When I used to review advance reader copies as a Borders front-of-store person, the cards I filled out for the Random House rep asked me to compare the book to another work. (This, to get the bookseller thinking about recommending it to readers, obvio.) I think Tinkers feels a bit like "The Little Match Girl."

Also, when you read Tinkers you will learn about clocks. And you will like doing so.

Thursday, May 24, 2012

The Island of the Day Before

now finished: The Island of the Day Before by Umberto Eco
Umberto Eco was one of the sure bets in my A-to-Z Literary Blog Project to make the top half, in which I am revisiting my top 13 authors by reading another book of theirs. The book I read for 'E' is for Eco during the original project, The Name of the Rose, was so perfectly what I expected it to be -- including interesting and good, along with much more -- that I became convinced he would continue to be perfectly what I expected of him in his other works. I had always thought I'd read Foucault's Pendulum  next, it being so "the other book by Umberto Eco" famous and all, and I've even touched it many a time, but instead I am in hanging out in Phoenix and my local branch of the library had The Island of the Day Before on the shelf and I was there and could have put a request for the Pendulum to be transferred from another branch but The Island of the Day Before was about a man shipwrecked on a ship, and it was blue...so blue...I like blue things...
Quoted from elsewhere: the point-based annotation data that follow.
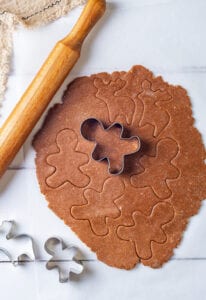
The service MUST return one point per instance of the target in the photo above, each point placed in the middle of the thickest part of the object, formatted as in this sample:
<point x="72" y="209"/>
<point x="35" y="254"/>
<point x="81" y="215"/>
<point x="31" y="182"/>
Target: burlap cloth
<point x="29" y="13"/>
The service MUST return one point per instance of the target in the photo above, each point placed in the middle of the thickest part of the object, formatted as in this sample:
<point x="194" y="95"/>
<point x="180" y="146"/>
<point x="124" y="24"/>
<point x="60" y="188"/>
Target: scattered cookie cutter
<point x="75" y="266"/>
<point x="28" y="255"/>
<point x="92" y="122"/>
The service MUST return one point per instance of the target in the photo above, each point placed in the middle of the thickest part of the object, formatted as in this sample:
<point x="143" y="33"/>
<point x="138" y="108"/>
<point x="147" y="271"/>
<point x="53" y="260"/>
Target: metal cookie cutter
<point x="56" y="247"/>
<point x="110" y="144"/>
<point x="24" y="252"/>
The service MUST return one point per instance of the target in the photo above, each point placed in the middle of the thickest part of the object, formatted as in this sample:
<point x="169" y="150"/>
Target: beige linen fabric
<point x="28" y="13"/>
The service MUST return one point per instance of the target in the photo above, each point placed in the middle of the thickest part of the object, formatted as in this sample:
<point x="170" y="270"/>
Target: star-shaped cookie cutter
<point x="75" y="266"/>
<point x="87" y="131"/>
<point x="28" y="254"/>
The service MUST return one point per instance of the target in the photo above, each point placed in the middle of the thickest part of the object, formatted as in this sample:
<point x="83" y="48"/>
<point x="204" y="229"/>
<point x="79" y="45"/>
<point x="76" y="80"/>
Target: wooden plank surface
<point x="168" y="37"/>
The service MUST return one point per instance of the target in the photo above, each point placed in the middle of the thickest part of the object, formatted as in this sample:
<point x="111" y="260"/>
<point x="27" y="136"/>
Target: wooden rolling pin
<point x="45" y="84"/>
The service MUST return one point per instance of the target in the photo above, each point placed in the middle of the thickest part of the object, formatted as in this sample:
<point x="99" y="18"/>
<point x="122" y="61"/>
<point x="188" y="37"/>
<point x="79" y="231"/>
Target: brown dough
<point x="141" y="214"/>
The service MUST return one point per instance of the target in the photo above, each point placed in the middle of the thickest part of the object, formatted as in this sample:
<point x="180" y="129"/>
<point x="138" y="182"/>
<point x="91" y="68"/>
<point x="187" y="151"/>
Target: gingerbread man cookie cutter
<point x="112" y="147"/>
<point x="26" y="253"/>
<point x="75" y="266"/>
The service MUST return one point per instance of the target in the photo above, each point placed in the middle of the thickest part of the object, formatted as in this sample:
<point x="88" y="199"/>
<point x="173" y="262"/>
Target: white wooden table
<point x="168" y="37"/>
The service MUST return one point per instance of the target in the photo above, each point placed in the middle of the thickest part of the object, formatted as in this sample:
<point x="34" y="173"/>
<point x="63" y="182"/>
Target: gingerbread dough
<point x="139" y="215"/>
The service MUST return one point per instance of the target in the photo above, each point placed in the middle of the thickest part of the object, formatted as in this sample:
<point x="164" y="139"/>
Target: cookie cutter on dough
<point x="83" y="129"/>
<point x="28" y="254"/>
<point x="76" y="265"/>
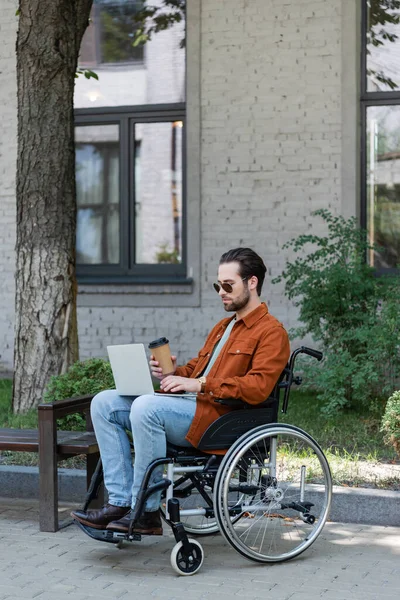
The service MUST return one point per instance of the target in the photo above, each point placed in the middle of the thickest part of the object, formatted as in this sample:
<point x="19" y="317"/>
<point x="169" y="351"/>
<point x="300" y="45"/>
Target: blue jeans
<point x="153" y="420"/>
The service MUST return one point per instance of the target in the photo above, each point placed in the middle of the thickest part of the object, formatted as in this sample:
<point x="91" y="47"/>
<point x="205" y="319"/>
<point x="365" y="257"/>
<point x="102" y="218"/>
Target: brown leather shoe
<point x="99" y="518"/>
<point x="148" y="524"/>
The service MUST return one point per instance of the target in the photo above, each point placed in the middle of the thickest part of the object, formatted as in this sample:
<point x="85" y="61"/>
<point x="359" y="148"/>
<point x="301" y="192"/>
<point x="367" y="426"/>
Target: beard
<point x="239" y="303"/>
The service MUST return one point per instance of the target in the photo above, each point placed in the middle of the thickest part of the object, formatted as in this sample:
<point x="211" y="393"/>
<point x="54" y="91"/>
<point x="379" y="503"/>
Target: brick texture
<point x="270" y="155"/>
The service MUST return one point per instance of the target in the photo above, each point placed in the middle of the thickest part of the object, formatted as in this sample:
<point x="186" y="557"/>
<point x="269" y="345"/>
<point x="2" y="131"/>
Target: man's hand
<point x="173" y="383"/>
<point x="155" y="368"/>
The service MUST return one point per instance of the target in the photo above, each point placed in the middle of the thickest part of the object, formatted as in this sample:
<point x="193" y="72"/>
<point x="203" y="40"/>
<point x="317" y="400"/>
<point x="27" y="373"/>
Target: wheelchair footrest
<point x="106" y="535"/>
<point x="302" y="507"/>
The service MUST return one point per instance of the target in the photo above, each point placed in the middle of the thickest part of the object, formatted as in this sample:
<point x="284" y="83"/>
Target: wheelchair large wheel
<point x="285" y="489"/>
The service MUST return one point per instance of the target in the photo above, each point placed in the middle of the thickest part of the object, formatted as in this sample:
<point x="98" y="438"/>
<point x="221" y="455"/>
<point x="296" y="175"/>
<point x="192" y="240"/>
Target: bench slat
<point x="68" y="442"/>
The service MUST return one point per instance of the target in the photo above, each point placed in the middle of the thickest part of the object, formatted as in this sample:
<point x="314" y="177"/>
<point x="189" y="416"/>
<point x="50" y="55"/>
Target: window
<point x="108" y="39"/>
<point x="380" y="103"/>
<point x="130" y="209"/>
<point x="129" y="137"/>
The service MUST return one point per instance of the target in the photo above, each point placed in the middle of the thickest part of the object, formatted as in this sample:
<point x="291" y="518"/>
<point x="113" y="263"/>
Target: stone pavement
<point x="347" y="562"/>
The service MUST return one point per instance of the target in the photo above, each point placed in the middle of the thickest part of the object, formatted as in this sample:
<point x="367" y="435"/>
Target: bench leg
<point x="48" y="483"/>
<point x="91" y="464"/>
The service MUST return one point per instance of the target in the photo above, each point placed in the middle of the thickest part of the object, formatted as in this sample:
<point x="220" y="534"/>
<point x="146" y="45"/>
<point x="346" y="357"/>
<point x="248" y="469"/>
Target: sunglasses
<point x="227" y="287"/>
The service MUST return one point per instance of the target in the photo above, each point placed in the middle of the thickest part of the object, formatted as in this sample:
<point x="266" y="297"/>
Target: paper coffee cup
<point x="162" y="353"/>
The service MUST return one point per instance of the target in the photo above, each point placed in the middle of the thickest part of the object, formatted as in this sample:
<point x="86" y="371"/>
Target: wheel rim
<point x="270" y="528"/>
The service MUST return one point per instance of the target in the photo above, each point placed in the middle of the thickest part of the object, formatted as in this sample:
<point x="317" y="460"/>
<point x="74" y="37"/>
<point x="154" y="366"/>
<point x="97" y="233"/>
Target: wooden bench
<point x="53" y="446"/>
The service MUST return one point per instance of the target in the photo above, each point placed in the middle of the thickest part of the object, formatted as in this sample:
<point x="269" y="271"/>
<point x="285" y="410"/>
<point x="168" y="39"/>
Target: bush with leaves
<point x="352" y="314"/>
<point x="82" y="378"/>
<point x="391" y="422"/>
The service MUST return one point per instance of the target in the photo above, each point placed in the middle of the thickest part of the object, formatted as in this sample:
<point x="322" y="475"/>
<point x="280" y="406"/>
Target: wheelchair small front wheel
<point x="187" y="562"/>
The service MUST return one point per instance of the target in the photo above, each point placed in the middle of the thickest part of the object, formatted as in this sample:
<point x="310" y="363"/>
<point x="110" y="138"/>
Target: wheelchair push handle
<point x="311" y="352"/>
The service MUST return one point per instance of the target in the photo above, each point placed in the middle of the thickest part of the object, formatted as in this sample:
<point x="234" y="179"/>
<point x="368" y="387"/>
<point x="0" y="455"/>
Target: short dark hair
<point x="249" y="264"/>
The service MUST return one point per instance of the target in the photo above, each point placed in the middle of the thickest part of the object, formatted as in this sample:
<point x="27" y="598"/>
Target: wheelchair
<point x="269" y="494"/>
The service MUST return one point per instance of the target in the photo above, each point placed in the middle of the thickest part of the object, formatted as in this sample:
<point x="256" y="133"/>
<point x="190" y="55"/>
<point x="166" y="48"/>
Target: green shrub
<point x="86" y="377"/>
<point x="353" y="315"/>
<point x="391" y="422"/>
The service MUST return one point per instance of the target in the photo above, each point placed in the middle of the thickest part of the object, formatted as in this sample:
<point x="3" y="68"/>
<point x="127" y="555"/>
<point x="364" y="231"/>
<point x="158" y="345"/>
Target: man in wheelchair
<point x="242" y="358"/>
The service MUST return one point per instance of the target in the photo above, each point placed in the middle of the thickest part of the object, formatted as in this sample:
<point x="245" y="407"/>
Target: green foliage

OK, so this was a strange book.

I can truly appreciate the Goodreads reviewer who referred to its "150 page screening process to weed out the unworthy."  I really did not know what was happening for quite some time and I wasn't sure if I was enjoying the book at all, but it ends up getting kind of trippy and good, at least in parts.

I know, I know, it doesn't sound like a very enthusiastic recommendation, and there are so many of you who are all like, "I ain't gonna work to read a book" and that's fine, just go on back to your Hunger Games, now, really. Run along. Umberto Eco melds philosophy and whimsy and wink-wink cleverness and social criticism and story and literary allusions (including to himself) and some weirdness and some history and god knows what all else. There is no "OMG I literally hunger for these games" here.

Sometimes The Island of the Day Before is straightforwardly clever, such as when Roberto della Griva's father advises him, "Well, war's an ugly animal, that's sure. Anyway, my son, never forget: always be good, but if somebody comes at you and means to kill you, then he's in the wrong. Am I right?" - p. 51 

Sometimes it's wry:  "He was now so sure an Intruder was on board that his first thought was this: Finally he had proof he was not drunk. Which is, after all, the proof drunks constantly seek." - p. 200

Sometimes there's a kind of winking sympathy directed at the reader: "We could say that Roberto had definitely lost his mind, and with very good reason; no matter how he calculated, the figures would not add up. The paradoxes of time can indeed unhinge us." -p. 338   This basically sums up the experience of the main character and yet also the reader of the book.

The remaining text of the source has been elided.